We are careful not to break the structure of the markdown. This is the most important private matter if you are translating markdown text. Without this prompt, the markdown structure was changed without permission, such as H1 being changed to H2.
Only translate the text content.
I'm not too sure if this is necessary, but I'm adding it on a trial basis to reduce the extra output. It may be the same without it.
Points to Note and Consider When Using the OpenAI API
It goes without saying, but when using the OpenAI API or DeepL API, do not directly call the API from the client. Create an API wrapper for each API and manage the API tokens in server-side environment variables or secret manager.
This should also go without saying, but do not write the API tokens directly in the source code and push to Git.
When using the OpenAI API to create a translation feature, it is necessary to impose restrictions to prevent users from executing translations indefinitely, just like when using the DeepL API. This helps prevent potential attacks and mitigate the risk of incurring high costs due to implementation errors.
Measures against prompt injection are also necessary. Restricting as done earlier will be one of the measures. Also, I think it is effective to limit the number of output tokens depending on the amount of text in the source document. There is a certain correlation between the amount of text in the source document and the amount of text in the translated document, so when translating 10 tokens of English into Japanese, it should be fine to limit the output token count to around 20-30 tokens. This way, unintended outputs can be mitigated.
It is also useful to change the model used depending on the length of the input text.
Using gpt-3.5-turbo-16k
for long texts and gpt-3.5-turbo
for short texts can help to reduce costs.
Measures to deal with long execution times are also necessary. In Noh, the Noh translation API receives multiple sentences and sends multiple requests to the OpenAI API in parallel using Promise.all
to drastically speed up the translation of many sentences. This also helps with handling the fact that the OpenAI API is not efficient at serializing JSON.

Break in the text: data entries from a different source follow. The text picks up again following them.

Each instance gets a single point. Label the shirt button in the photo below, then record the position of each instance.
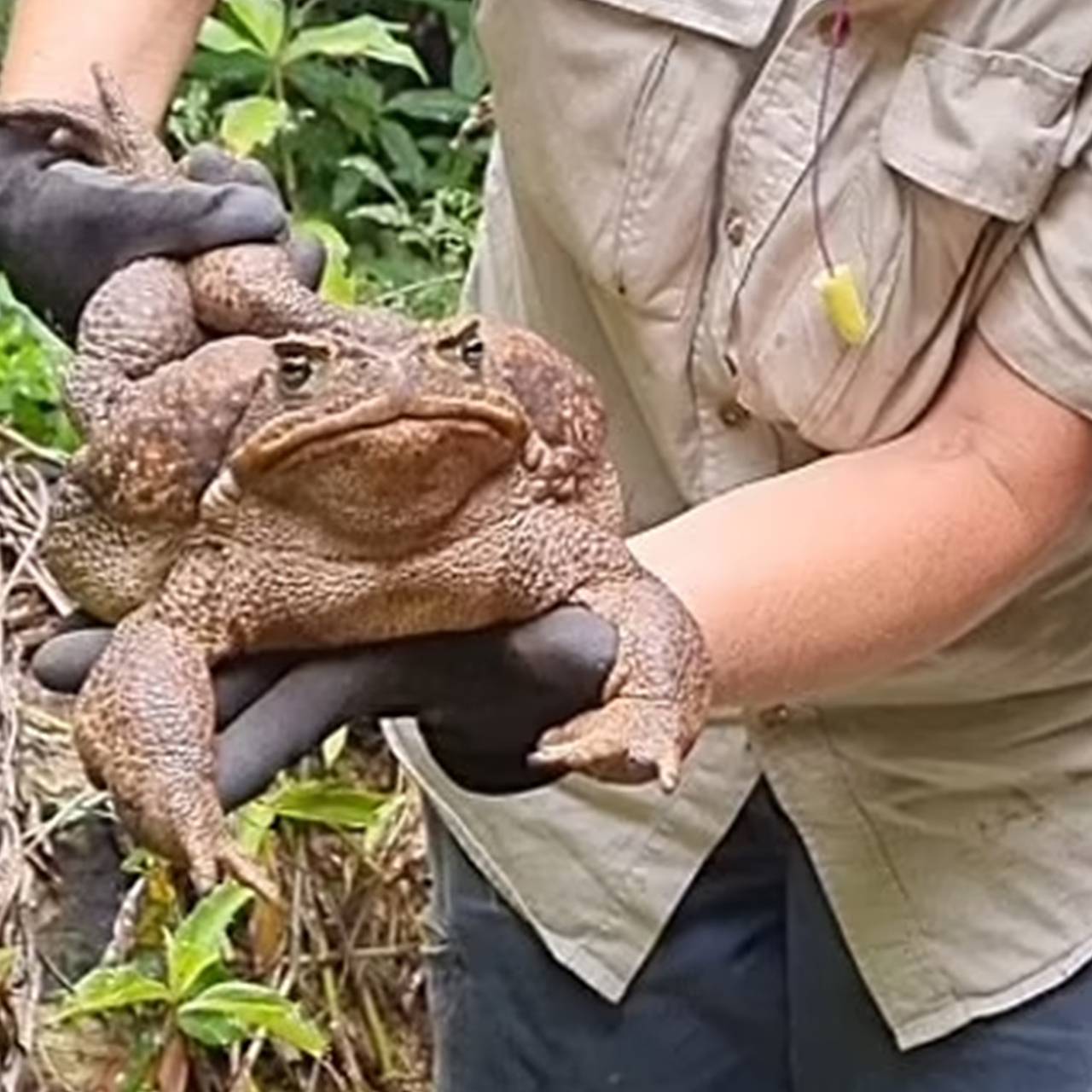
(775, 716)
(735, 227)
(733, 414)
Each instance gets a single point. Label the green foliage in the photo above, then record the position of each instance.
(331, 803)
(365, 133)
(31, 363)
(190, 990)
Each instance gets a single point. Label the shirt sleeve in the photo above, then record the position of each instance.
(1037, 317)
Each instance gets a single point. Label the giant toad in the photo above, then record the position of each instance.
(317, 478)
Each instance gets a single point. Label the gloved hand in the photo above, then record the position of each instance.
(482, 699)
(66, 225)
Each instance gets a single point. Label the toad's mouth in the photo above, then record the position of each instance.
(282, 440)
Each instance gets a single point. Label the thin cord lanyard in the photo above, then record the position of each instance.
(837, 285)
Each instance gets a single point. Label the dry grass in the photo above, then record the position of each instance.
(348, 947)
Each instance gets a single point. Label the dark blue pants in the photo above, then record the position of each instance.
(751, 990)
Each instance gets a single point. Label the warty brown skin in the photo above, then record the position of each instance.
(332, 485)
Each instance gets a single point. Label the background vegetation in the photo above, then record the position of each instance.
(366, 113)
(369, 116)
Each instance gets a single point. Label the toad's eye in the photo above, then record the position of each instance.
(295, 373)
(472, 351)
(297, 362)
(468, 346)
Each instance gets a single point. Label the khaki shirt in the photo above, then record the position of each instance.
(648, 210)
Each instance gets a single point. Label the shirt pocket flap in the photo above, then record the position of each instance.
(983, 128)
(741, 22)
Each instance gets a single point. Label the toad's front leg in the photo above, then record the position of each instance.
(655, 699)
(144, 723)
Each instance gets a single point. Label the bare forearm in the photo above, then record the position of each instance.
(144, 43)
(862, 562)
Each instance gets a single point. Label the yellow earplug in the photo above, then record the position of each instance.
(842, 301)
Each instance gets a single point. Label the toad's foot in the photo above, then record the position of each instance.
(655, 700)
(629, 740)
(143, 728)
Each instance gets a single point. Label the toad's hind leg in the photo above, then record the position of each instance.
(139, 320)
(656, 698)
(144, 724)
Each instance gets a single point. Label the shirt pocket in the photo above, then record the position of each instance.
(613, 115)
(972, 141)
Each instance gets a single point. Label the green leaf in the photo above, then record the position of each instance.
(199, 940)
(112, 989)
(402, 150)
(386, 215)
(374, 174)
(363, 36)
(334, 803)
(336, 280)
(250, 123)
(222, 38)
(257, 1008)
(253, 823)
(212, 1029)
(7, 967)
(430, 104)
(468, 77)
(264, 20)
(334, 747)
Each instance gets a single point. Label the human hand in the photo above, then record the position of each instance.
(482, 699)
(68, 225)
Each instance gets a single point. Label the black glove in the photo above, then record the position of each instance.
(482, 699)
(65, 225)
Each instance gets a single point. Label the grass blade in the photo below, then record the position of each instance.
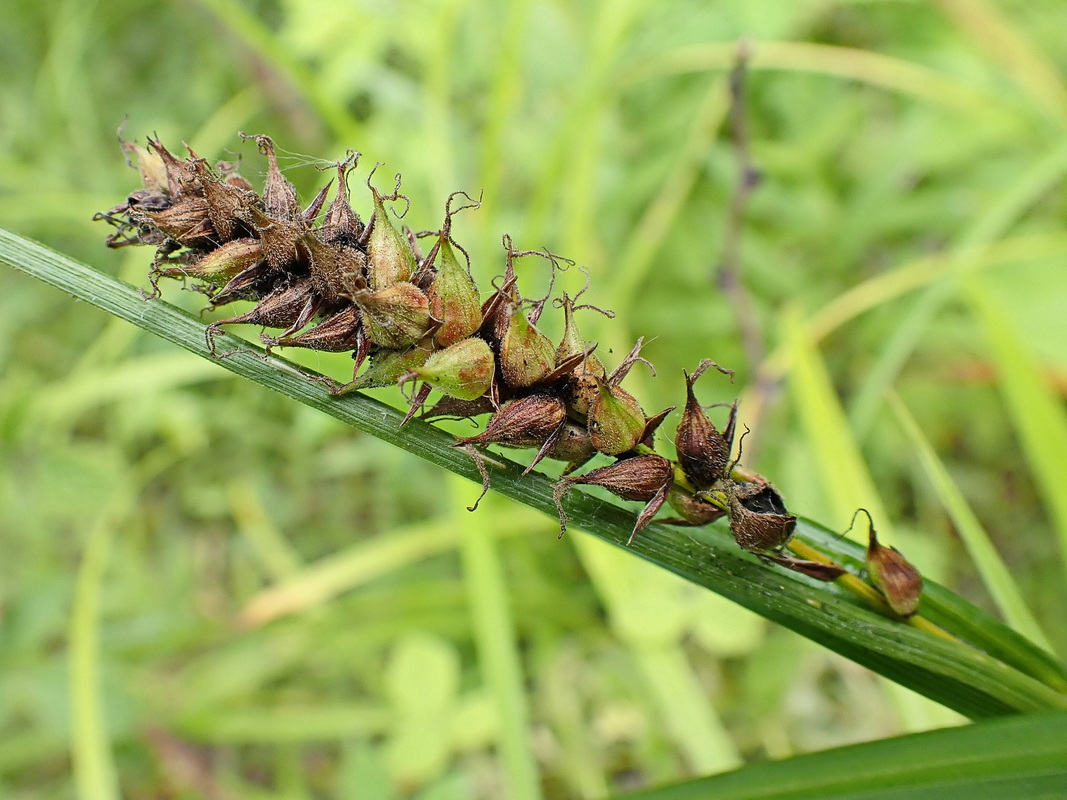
(968, 681)
(1000, 758)
(994, 573)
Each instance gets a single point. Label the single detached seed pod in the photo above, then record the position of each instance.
(893, 575)
(463, 370)
(395, 317)
(392, 259)
(758, 516)
(647, 478)
(616, 420)
(454, 299)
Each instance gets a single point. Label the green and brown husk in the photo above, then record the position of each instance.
(330, 282)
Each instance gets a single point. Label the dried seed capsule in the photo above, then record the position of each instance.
(454, 299)
(702, 451)
(526, 354)
(337, 272)
(279, 238)
(647, 478)
(574, 446)
(222, 262)
(893, 575)
(528, 421)
(336, 334)
(758, 516)
(386, 368)
(186, 222)
(396, 317)
(226, 205)
(181, 180)
(392, 259)
(280, 196)
(616, 420)
(464, 370)
(289, 307)
(341, 224)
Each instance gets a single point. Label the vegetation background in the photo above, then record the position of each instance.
(275, 606)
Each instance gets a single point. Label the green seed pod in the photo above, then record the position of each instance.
(616, 420)
(463, 370)
(280, 238)
(527, 355)
(758, 516)
(396, 317)
(702, 451)
(454, 299)
(647, 478)
(386, 369)
(337, 271)
(893, 575)
(181, 180)
(222, 262)
(392, 259)
(152, 168)
(574, 446)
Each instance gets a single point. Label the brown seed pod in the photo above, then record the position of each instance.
(187, 221)
(341, 224)
(338, 272)
(691, 510)
(892, 574)
(646, 478)
(395, 317)
(463, 370)
(759, 520)
(535, 420)
(616, 419)
(335, 334)
(280, 196)
(227, 205)
(703, 452)
(289, 307)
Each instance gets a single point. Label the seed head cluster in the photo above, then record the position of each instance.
(320, 277)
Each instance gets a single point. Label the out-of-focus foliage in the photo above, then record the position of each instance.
(208, 591)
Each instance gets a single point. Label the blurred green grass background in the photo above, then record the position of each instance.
(209, 591)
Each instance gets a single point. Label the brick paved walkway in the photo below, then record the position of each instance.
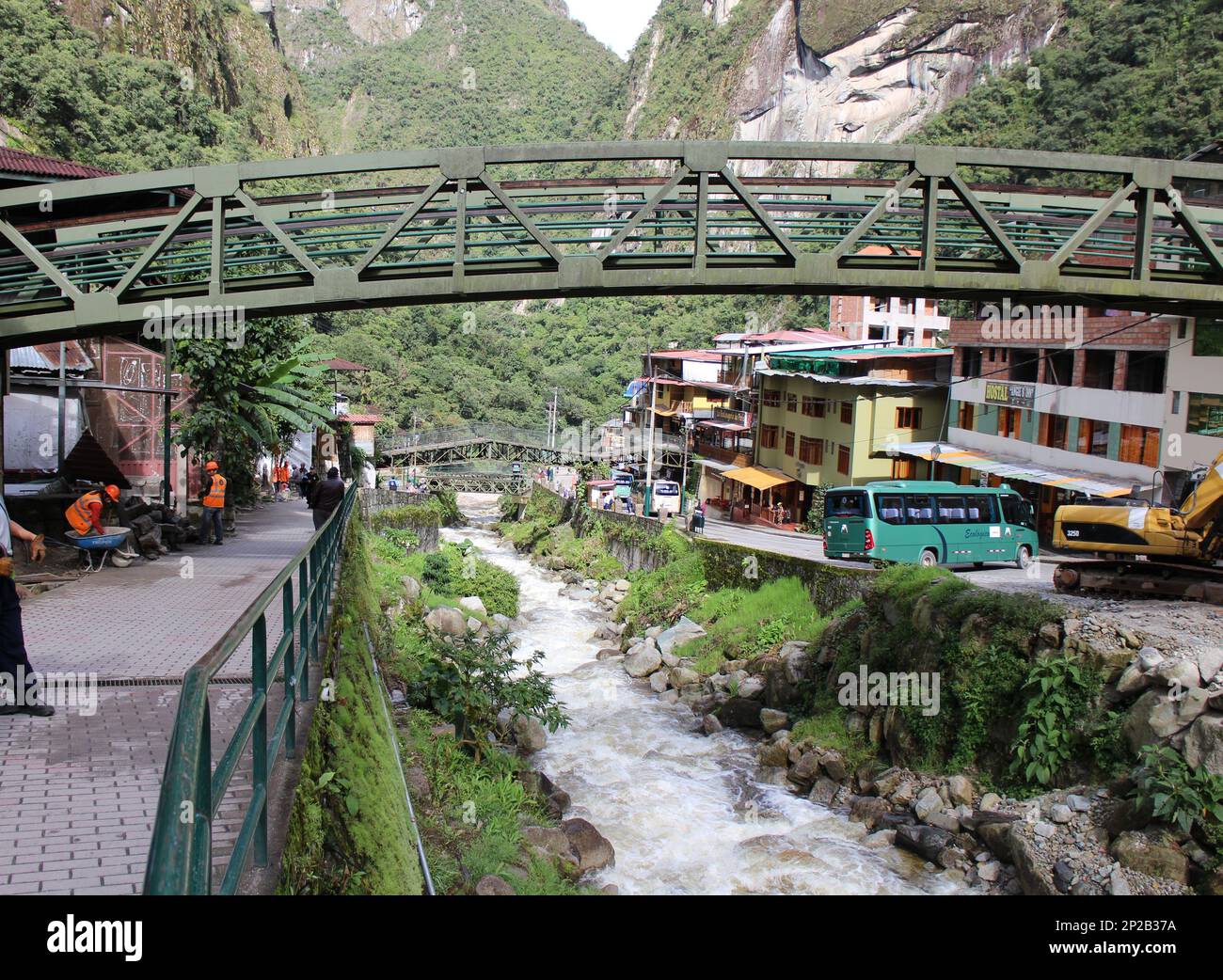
(78, 793)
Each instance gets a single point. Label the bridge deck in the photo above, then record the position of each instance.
(78, 793)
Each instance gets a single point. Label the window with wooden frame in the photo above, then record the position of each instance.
(811, 450)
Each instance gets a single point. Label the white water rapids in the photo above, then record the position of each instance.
(685, 812)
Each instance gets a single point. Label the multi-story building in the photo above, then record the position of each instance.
(1059, 404)
(831, 417)
(1194, 418)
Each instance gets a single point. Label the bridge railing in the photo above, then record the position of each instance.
(192, 788)
(457, 225)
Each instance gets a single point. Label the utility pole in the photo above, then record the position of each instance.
(649, 450)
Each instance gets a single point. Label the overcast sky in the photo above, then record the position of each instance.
(618, 24)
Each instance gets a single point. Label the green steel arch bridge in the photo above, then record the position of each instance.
(183, 247)
(508, 444)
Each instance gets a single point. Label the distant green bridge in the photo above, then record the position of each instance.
(475, 224)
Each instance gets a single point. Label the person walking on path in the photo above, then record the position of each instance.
(214, 505)
(326, 497)
(13, 658)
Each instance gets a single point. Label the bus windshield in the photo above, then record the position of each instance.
(851, 503)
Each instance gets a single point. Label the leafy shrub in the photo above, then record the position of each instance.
(1181, 795)
(471, 680)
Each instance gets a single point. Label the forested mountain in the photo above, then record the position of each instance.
(104, 83)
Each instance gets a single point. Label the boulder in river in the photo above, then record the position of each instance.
(592, 849)
(473, 604)
(684, 631)
(643, 660)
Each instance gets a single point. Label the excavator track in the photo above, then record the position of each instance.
(1141, 578)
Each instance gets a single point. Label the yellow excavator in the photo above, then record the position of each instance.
(1173, 552)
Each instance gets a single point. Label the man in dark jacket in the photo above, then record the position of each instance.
(326, 497)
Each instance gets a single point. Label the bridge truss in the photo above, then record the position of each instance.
(588, 219)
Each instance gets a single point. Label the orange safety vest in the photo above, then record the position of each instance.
(215, 497)
(78, 514)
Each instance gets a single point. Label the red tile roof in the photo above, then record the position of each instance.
(19, 162)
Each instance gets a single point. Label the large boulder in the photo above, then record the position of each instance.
(684, 631)
(1153, 718)
(473, 604)
(448, 621)
(740, 713)
(929, 842)
(1203, 744)
(592, 849)
(1140, 853)
(643, 660)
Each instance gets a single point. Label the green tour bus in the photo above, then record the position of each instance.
(929, 522)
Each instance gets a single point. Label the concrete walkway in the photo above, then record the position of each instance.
(78, 792)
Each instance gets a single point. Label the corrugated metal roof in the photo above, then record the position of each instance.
(45, 357)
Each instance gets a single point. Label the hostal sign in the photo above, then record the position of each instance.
(1016, 396)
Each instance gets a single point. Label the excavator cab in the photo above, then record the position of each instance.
(1169, 551)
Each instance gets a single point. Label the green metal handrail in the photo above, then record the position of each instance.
(182, 853)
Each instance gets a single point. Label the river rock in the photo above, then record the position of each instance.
(928, 803)
(1203, 744)
(1140, 853)
(493, 885)
(961, 789)
(823, 792)
(833, 764)
(1152, 719)
(473, 604)
(1210, 662)
(681, 677)
(643, 660)
(447, 621)
(684, 631)
(928, 842)
(740, 713)
(1183, 672)
(868, 811)
(594, 850)
(549, 842)
(751, 687)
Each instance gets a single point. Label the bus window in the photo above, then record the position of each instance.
(848, 505)
(950, 510)
(982, 510)
(1015, 511)
(918, 510)
(892, 510)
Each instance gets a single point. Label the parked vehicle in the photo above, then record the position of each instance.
(929, 522)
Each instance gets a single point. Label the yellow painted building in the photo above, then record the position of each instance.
(832, 418)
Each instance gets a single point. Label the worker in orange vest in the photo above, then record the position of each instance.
(85, 514)
(214, 505)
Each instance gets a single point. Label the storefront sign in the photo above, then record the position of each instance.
(1004, 392)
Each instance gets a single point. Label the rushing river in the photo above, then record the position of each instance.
(685, 812)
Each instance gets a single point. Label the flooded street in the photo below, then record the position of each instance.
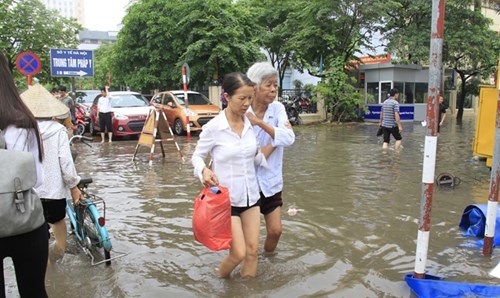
(356, 237)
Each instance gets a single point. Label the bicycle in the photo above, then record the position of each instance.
(87, 223)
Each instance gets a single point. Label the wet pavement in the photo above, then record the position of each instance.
(355, 238)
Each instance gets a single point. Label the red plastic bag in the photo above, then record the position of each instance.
(212, 219)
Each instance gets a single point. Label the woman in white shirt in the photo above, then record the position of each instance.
(231, 142)
(59, 171)
(105, 120)
(274, 132)
(29, 251)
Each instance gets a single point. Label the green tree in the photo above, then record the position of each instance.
(28, 26)
(470, 46)
(274, 32)
(331, 29)
(338, 91)
(158, 37)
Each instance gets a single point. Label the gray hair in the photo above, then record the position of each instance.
(260, 71)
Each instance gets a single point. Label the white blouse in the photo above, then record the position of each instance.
(233, 158)
(104, 104)
(271, 179)
(59, 172)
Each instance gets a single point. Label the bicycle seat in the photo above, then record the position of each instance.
(85, 181)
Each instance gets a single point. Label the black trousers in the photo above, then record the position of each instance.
(29, 253)
(105, 122)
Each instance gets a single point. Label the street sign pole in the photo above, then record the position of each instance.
(184, 84)
(430, 144)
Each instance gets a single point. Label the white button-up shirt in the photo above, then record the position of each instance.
(104, 104)
(270, 178)
(233, 159)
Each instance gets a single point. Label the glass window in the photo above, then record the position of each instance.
(386, 87)
(401, 88)
(194, 99)
(409, 93)
(372, 89)
(128, 100)
(421, 90)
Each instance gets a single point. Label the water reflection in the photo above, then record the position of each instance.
(356, 237)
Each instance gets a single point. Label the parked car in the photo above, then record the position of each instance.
(201, 110)
(130, 111)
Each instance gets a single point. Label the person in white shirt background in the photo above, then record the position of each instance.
(105, 121)
(274, 132)
(232, 145)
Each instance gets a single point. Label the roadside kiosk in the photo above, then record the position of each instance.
(379, 76)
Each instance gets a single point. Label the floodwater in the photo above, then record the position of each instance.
(355, 238)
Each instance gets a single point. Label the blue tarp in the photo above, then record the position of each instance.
(434, 287)
(473, 222)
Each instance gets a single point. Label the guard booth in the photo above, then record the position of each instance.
(379, 76)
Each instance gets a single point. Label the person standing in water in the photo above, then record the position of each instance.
(390, 120)
(230, 141)
(274, 132)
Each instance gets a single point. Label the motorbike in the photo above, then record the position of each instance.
(80, 121)
(291, 110)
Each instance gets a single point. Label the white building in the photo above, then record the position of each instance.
(68, 8)
(91, 39)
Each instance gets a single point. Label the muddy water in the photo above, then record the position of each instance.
(356, 237)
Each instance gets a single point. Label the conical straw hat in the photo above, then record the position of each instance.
(43, 104)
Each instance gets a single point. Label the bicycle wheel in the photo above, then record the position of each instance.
(96, 234)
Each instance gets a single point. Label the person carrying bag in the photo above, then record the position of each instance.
(23, 233)
(212, 218)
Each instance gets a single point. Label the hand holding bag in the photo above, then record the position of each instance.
(212, 218)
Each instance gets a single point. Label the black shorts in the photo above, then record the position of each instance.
(236, 211)
(105, 121)
(269, 204)
(54, 210)
(391, 130)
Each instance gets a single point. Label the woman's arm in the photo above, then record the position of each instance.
(203, 148)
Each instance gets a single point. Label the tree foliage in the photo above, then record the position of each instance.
(158, 37)
(331, 29)
(337, 89)
(28, 26)
(273, 32)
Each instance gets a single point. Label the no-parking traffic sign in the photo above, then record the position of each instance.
(28, 63)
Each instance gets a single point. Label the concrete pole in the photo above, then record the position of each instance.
(430, 146)
(491, 214)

And finally, the last tip is to have a broad mind. I have written detailed prompts, but sometimes I forget to follow them regularly. If this is a requirement that you cannot tolerate, you should consider other options.
Summary
Using the OpenAI API GPT-3.5-Turbo for translation is very cost-effective, and if you can tolerate a certain level of translation errors, I think it is practical in terms of accuracy. Conversely, if you are creating a system that cannot tolerate bizarre translations, then it would be better to use the DeepL API or Google Cloud Translation API. The DeepL API and Google Cloud Translation API are specialized in translation and do not provide responses other than translations. However, by crafting the prompt, non-translation behaviors in the OpenAI API translation could be significantly reduced.
Using the OpenAI API for translation allows you to translate Markdown text flexibly and conveniently.